Over ”het huidige antisemitisme” hield ik maandag een toespraak tijdens een congres voor Europese parlementariërs in Auschwitz. Tot ieders verbazing begon ik met een grap. Er werd gelachen, want het was best een leuke anekdote. Maar er was ook verbazing: 75 jaar bevrijding Auschwitz en dan grappen maken?

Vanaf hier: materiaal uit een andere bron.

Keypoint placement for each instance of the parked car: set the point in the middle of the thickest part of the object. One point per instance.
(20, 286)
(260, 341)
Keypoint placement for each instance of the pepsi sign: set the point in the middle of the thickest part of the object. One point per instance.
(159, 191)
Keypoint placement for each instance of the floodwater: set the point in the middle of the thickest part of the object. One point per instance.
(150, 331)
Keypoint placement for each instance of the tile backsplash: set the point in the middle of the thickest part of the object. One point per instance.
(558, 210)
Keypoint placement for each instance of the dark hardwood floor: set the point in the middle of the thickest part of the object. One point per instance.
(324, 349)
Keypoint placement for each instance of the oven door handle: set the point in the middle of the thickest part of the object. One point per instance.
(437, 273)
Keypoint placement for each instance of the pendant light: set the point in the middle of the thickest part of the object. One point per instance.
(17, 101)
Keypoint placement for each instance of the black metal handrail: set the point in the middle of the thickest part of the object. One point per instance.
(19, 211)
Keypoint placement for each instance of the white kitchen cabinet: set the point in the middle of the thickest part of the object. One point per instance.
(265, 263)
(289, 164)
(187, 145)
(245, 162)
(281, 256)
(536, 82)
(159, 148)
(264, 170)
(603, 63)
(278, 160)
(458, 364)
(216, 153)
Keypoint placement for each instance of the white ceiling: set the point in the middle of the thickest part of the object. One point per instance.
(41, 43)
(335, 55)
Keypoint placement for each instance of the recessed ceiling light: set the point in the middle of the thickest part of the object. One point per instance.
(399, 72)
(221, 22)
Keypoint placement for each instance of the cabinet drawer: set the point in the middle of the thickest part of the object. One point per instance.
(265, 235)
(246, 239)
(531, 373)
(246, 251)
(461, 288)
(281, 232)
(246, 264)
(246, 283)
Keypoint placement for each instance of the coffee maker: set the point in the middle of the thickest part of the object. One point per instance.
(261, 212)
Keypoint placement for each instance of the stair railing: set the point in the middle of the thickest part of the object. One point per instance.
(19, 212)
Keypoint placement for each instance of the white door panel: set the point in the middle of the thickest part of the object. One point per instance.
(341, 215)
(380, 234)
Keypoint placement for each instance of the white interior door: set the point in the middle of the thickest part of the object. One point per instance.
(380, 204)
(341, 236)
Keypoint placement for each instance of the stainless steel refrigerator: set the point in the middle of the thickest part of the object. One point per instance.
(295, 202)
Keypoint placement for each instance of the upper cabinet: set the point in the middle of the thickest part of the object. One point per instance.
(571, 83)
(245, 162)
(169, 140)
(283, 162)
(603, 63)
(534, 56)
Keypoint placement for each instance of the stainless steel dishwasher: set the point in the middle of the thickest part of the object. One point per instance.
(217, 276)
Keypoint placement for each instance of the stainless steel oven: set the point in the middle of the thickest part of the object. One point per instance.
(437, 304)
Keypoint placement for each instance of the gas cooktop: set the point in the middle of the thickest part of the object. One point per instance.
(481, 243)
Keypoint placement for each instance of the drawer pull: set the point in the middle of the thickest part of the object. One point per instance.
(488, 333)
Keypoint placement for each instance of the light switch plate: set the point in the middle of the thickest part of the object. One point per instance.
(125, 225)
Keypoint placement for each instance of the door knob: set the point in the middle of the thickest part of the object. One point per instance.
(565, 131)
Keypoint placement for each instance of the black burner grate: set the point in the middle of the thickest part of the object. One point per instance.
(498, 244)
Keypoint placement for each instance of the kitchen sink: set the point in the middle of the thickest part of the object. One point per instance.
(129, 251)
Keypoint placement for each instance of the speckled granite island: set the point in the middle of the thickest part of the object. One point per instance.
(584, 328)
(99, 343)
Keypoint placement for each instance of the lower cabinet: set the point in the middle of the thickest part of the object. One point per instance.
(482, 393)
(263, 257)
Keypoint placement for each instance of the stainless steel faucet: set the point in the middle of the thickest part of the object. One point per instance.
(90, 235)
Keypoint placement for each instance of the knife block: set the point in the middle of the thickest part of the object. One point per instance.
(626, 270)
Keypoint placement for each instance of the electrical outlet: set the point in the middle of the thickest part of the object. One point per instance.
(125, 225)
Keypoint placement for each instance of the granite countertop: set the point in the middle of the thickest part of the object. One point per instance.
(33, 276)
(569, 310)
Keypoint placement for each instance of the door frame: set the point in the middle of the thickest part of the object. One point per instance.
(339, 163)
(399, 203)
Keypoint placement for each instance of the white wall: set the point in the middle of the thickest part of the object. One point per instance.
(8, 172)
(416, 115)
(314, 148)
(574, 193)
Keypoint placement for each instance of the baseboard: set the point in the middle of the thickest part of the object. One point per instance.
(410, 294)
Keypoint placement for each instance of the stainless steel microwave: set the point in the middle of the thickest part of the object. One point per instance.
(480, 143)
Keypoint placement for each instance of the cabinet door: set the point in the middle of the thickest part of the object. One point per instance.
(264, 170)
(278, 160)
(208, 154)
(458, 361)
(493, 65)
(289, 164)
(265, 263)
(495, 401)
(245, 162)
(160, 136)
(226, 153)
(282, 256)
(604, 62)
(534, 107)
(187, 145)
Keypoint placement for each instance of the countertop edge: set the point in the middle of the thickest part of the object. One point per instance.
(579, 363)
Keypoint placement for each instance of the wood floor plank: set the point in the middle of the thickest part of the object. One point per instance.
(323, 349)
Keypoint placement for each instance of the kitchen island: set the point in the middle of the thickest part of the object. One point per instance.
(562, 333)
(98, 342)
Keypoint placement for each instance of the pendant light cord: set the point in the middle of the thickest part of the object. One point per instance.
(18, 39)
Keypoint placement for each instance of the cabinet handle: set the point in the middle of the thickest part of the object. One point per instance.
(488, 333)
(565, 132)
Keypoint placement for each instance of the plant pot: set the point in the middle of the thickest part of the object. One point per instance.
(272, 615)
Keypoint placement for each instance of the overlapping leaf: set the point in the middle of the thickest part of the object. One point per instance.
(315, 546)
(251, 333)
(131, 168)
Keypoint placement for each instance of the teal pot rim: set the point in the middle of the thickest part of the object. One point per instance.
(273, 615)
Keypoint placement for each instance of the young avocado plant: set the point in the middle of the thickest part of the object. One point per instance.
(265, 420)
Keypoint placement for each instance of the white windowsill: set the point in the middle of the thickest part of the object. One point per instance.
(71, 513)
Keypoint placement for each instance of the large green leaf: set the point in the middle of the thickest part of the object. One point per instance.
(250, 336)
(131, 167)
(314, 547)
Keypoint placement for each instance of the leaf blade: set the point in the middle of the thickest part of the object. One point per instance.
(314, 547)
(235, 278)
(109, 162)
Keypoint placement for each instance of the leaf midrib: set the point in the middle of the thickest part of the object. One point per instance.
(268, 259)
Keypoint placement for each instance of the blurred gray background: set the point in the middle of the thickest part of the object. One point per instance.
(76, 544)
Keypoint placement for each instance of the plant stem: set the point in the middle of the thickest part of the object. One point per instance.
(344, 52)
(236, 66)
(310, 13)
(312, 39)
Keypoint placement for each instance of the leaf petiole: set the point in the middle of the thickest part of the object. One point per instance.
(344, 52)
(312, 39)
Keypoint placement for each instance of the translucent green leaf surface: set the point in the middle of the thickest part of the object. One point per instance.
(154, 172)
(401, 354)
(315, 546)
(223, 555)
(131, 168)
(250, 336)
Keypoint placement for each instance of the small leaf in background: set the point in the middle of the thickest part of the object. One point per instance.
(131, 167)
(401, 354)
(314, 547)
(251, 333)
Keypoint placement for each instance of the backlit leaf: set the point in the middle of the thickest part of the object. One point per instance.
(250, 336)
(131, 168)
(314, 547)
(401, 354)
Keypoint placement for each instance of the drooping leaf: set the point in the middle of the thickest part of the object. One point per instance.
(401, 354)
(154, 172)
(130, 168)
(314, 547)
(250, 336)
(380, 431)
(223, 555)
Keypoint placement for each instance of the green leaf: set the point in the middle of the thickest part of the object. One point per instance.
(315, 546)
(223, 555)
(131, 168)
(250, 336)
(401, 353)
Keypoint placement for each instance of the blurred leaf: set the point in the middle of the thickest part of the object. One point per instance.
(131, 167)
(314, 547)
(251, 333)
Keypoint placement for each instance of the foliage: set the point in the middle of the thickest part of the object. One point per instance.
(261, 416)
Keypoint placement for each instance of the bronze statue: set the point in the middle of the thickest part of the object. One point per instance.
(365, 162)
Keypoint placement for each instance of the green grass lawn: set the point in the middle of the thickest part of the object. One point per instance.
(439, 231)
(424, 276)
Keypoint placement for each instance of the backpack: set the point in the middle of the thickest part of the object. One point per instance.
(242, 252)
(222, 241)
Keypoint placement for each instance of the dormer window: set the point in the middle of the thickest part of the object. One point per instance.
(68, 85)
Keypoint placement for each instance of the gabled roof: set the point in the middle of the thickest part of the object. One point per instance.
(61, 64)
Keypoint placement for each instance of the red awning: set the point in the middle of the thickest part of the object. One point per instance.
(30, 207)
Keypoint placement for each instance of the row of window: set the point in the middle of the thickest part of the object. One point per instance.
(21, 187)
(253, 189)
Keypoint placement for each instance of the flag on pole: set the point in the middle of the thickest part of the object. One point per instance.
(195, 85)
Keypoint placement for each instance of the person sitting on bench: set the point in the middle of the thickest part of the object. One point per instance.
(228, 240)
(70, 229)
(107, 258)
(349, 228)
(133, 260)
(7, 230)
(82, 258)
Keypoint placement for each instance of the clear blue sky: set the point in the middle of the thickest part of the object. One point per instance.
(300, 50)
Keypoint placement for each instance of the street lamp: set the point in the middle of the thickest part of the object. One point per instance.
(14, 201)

En toch ben ik mijn toespraak heel bewust niet met de gaskamers begonnen. Antisemitisme is namelijk niet alleen een fysieke aanval tegen Joden, maar ook een geestelijke oorlog. Ik ben zeker niet vergeten dat 85 procent van mijn familie in vernietigingskampen is vermoord. Maar vóór die moord was er de ontmenselijking. Als beesten werden ze afgevoerd, ontkleed, kaalgeschoren, van nummers voorzien. Ieder vlaagje gevoel van eigenwaarde werd hun ontnomen. De enkelingen die het gered hebben, voerden een bovenmenselijke strijd om ook geestelijk te overleven.

Eigen beslissing
Ook vandaag speelt dat. Het zijn niet uitsluitend de aanslagen zelf, maar ook de angst voor terreur. Ik weiger pontificaal om mijn Joods ogende zwarte hoed of mijn keppel in te wisselen voor een baseballcap.

Daags nadat premier Netanyahu in februari 2015 de Franse Joden had opgeroepen om naar Israël te komen, kwam een journalist op me af. Hij drukte een microfoon onder mijn neus. Bedenktijd kreeg ik niet: „Bent u het eens met Netanyahu?” Het antwoord, dat spontaan in mij opwelde, was een keihard ”ja” en een duidelijk ”nee”.

Ja, mijn ouders, overlevenden van de oorlog, konden geen kant op. Maar als ik zal moeten vluchten, is er voor mij in Israël een thuis. Maar óf ik wel of niet ga, zal mijn eigen beslissing zijn. Ik laat de angst voor terreur niet mijn levensweg bepalen. In mijn woordenboek komt het woord intimidatie niet voor.